The Act requires that an employee accrue paid sick days at the rate of at least one accrued hour for every 30 hours worked. For employees "exempt" from overtime under California law, their workweek is considered 40 hours for purposes of the Act.

Accrued paid sick days carry over from year to year, but an employer may limit an employee's use of paid sick days to 24 hours or 3 days per year, and can limit an employee's total accrual of paid sick leave to 48 hours or 6 days.

Employers are required, "in each workplace of the employer," to "display a poster in a conspicuous place" stating that (1) an employee is entitled to accrue, request, and use paid sick days, (2) the amount of sick days provided for by the Act, and (3) the terms of use for paid sick days. The employee's itemized wage statement (or other comparable writing) must also set forth the amount of paid sick leave available to the employee.

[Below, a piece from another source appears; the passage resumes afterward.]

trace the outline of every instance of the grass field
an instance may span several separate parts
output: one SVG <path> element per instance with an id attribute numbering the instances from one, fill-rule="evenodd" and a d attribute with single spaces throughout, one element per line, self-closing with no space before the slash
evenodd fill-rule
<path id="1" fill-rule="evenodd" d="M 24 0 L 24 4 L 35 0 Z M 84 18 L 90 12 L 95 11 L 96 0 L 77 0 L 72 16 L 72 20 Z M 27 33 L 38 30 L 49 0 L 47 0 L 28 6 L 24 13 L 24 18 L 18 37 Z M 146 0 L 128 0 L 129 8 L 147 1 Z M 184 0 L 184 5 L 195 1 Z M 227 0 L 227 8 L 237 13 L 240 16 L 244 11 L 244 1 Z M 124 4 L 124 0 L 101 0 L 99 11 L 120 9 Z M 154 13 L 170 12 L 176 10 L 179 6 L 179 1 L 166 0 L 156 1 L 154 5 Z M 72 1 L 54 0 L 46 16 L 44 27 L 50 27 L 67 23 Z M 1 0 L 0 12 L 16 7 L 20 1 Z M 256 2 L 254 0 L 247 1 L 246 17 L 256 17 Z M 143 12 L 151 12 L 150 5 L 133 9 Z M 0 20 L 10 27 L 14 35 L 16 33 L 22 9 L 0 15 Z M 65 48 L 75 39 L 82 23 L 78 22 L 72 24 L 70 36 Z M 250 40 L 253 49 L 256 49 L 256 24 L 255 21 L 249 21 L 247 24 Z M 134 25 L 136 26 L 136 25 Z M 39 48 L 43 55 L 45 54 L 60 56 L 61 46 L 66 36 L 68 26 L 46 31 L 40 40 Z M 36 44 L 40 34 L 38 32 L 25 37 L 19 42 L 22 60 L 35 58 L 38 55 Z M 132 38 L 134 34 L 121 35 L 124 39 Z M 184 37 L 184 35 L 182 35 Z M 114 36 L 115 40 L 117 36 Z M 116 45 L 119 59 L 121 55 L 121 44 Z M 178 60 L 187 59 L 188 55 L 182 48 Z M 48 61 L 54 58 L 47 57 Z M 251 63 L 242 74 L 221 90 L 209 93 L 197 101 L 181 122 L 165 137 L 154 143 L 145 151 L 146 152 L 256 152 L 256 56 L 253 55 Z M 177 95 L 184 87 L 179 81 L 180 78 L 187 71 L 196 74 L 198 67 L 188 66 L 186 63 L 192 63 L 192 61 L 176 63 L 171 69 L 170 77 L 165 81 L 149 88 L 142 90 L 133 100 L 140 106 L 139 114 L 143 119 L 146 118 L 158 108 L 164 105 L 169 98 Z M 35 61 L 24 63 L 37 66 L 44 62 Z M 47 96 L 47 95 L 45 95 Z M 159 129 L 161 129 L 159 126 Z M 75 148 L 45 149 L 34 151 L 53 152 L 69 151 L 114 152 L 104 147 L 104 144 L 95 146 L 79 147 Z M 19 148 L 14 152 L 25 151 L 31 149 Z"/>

The employer is not required to "cash out" the employee's accrued, unused paid sick days if an employee is terminated, resigns, retires, or otherwise separates from employment with the employer. However, if an employee is then rehired by the employer within 1 year from the separation date, any previously accrued and unused paid sick days must be reinstated to the employee.

An employer "is not required to provide additional paid sick days" if its existing paid leave policy or paid time off policy satisfies the requirements of the Act. Therefore, employers with existing paid leave or paid time off policies should have them reviewed.